Furthermore, the patients recruited for the CLARICOR trial were diagnosed with coronary heart disease about 20 years ago. Because of the tremendous developments in treatment and rehabilitation, there has been a very significant and graded increase in prognosis of such patients,24 as shown in national data.25 Given these uncertainties, prognostic findings in the CLARICOR cohort should not directly be applied to present-day patient materials. However, the overall picture regarding the relative predictive effect of ‘standard predictors’ and advanced biomarkers should provide relevant and valuable information.
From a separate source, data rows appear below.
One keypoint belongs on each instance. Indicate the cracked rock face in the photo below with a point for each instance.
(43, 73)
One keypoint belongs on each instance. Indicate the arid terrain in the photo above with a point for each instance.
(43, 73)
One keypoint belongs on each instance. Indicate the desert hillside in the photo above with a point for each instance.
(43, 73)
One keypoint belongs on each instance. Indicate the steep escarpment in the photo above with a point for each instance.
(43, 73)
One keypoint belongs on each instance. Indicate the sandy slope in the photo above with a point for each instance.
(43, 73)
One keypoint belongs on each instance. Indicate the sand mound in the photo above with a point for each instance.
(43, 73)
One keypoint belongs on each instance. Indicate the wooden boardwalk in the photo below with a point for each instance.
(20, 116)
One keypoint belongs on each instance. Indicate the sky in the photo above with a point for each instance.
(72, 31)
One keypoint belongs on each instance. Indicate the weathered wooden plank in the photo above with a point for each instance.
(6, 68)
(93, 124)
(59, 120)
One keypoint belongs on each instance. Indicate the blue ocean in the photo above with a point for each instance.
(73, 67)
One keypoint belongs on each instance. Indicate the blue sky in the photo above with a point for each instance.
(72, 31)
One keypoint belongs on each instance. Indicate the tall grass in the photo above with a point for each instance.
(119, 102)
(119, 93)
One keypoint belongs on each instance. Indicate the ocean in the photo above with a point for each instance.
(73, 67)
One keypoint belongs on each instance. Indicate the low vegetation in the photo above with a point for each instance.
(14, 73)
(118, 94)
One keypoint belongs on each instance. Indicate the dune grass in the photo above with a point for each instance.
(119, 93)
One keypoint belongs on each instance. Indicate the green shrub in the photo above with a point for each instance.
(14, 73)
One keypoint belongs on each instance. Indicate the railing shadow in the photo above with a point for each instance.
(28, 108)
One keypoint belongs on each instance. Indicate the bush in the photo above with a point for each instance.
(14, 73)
Potential weaknesses of the present cohort within the context of prognostication of patients with stable coronary heart disease as here defined include the lack of information about left ventricle function, body mass index and blood pressure, as well as the effects of changes in medications during follow-up. Information about postinfarction heart failure and postinfarction angina pectoris was not available to us. But information about the medication at entry into CLARICOR served as proxy information. The lack of left ventricular ejection fraction may be partially or completely compensated, as Solomon et al
26 found that age, sex, hypertension, prior acute myocardial infarction, creatinine, diuretics and digoxin were related to left ventricular ejection fraction, all quantities that we have included within the group referred to as ‘standard predictors’. The shortcomings of our data files are mitigated by the fact that by design the present study focuses on the situation where patients with stable coronary heart disease visit a physician for reasons unrelated to the coronary heart disease. Here it might be of value if simple clinical information readily available could be used to screen these patients with stable coronary heart disease to identify high-risk patients who might be referred to a more thorough cardiologic examination and follow-up.
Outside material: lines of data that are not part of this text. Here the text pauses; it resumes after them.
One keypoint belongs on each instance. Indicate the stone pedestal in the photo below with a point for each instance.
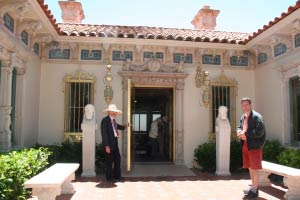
(88, 127)
(223, 135)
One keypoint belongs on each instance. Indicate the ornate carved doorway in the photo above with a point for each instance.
(156, 75)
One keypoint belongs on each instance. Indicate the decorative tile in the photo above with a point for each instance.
(24, 37)
(158, 55)
(262, 57)
(36, 48)
(59, 54)
(211, 59)
(279, 49)
(148, 55)
(119, 56)
(239, 61)
(91, 55)
(177, 57)
(9, 22)
(297, 40)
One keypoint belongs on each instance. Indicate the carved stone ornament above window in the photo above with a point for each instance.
(153, 65)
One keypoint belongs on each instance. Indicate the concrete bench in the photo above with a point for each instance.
(53, 181)
(291, 178)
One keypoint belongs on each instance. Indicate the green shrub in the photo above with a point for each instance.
(205, 156)
(290, 157)
(17, 167)
(271, 150)
(236, 157)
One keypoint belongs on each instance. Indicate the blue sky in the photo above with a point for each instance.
(235, 15)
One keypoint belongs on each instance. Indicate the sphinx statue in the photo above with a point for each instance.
(88, 127)
(223, 135)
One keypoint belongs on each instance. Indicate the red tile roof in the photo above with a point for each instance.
(50, 16)
(290, 10)
(144, 32)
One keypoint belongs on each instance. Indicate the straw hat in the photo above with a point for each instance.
(112, 108)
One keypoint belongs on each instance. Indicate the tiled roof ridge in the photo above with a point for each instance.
(156, 27)
(283, 15)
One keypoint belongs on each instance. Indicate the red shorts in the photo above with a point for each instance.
(252, 158)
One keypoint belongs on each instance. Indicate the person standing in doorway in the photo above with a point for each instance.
(162, 130)
(251, 131)
(110, 135)
(153, 136)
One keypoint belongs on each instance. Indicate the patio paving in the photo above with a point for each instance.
(200, 187)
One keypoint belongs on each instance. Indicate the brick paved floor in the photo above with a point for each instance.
(200, 187)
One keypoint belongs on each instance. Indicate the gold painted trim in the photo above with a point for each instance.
(129, 125)
(174, 110)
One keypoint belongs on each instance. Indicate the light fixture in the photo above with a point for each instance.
(108, 91)
(202, 81)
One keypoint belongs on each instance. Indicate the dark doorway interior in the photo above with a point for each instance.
(148, 104)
It was our hope that the simple ‘standard predictors’ of table 1 might serve this purpose, but they proved too little informative. Behind this disappointing feature lie undoubtedly a meshwork of behavioural and statistical interconnections that are impossible to unravel. A reviewer has pointed out that ‘index event’ phenomena27–29 may also be involved. Briefly, to develop an index event (say, infarction), those with a given low-risk trait tend to have unrecorded high-risk traits, and vice versa, so, to the extent that risk traits are permanent, high-low follow-up comparisons will be biased when based on such patients. While this is true, there is no prognostic bias here as the index event is part of the definition of the population of interest.
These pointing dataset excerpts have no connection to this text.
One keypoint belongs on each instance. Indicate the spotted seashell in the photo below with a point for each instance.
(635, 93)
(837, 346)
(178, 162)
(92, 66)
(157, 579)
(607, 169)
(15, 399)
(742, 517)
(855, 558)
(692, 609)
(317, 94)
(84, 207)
Furthermore, patients, if any, who became eligible for the CLARICOR trial during the period 1993–1999 and then died before August 1999, are absent. Thus, our data do not represent patients as they enter a stable disease state (as delimited by CLARICOR exclusion criteria); instead, they may be regarded as community patients (subject to some self-selection) seen by their physician on a random date during their stable state.
Our model was tested using the same data that were used to derive it. Therefore, we do not feel it is advisable to use the results for predictive purposes without using some independent data to calibrate the model, and for this and the above-mentioned reasons we have elected not to present an explicit prediction model.